Born July 2006, Twitter now stands at 100 million users strong, and they tweet 230 million times a day.
"This is a dramatic coming-out of Twitter as a bullhorn for public events, a means of social organization," says Lee Rainie, director of Pew Research Center's Internet & American Life Project. "For many people, it's now the default, the reflexive move."
Proof people care
The year's hottest Twitter topic - seen in hashtags, that little pound sign (#) in front of a word or phrase that lets people find tweets containing it - was #egypt. No. 2 was #tigerblood, courtesy of the No. 1 most-tweeted-about actor, Charlie Sheen. (Liz Taylor was the top tweeted-about actress.) The top five most-tweeted-about places: Cairo, Egypt, Japan, Libya, and Tokyo.
You can track what people care about through the rates of tweets per second (TPS) worldwide at any given time, and also through the "trending topics" - topics of especially rapid growth in tweets.

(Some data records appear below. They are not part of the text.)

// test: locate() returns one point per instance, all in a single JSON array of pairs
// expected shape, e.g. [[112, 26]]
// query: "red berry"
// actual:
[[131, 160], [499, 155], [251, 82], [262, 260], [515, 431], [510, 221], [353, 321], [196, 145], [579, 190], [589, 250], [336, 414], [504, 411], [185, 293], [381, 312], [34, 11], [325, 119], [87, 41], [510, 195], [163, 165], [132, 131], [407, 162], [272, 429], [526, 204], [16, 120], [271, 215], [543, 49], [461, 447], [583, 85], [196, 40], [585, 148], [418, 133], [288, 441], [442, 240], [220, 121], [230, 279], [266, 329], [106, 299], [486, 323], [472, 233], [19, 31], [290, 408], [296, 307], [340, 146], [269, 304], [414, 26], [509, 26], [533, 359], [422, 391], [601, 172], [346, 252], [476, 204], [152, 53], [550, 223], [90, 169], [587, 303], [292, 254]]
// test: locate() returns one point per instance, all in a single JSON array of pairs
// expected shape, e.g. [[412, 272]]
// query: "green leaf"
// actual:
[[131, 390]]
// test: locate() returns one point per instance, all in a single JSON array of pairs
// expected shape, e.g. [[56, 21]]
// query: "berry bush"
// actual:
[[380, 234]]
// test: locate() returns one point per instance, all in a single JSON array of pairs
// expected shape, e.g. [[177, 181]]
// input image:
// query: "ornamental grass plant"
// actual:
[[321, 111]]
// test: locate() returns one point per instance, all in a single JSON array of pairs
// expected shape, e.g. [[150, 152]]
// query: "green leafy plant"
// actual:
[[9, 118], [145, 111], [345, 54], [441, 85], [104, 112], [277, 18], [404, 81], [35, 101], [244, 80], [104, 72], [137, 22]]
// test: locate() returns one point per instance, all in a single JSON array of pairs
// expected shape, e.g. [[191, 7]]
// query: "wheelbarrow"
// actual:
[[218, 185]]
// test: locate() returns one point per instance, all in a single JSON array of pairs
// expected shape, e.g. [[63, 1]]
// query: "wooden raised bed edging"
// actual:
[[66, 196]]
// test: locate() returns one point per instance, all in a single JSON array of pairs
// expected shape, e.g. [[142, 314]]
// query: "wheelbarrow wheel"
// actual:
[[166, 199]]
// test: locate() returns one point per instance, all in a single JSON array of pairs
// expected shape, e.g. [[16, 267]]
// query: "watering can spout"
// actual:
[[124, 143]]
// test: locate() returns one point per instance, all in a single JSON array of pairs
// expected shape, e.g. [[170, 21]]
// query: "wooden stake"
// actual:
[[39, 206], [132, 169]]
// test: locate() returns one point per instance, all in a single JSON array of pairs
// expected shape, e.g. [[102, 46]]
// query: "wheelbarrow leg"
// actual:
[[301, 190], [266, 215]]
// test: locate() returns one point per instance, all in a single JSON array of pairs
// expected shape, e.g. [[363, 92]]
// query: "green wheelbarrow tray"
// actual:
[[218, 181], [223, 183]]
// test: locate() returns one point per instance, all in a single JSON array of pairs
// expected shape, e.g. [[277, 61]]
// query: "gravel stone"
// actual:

The world record for TPS - 8,868 - had been about the baby bump for Beyoncé and her pregnancy announcement Aug. 28 at the MTV Music Video Awards. But on Dec. 9, that was smashed to bits by a furious eruption in Japan during the showing of the anime film Castle in the Sky, with a mind-numbing 25,088 TPS.
Sports and entertainment, up among earthquakes and antiterrorist raids? That shows Twitter is the province of the young, but it also shows that millions of us are multimedia mavens.
As Bussmann points out, "Many of these tweets are people sharing what they just saw on TV, or on the Web - they're using two screens, and two media, at once."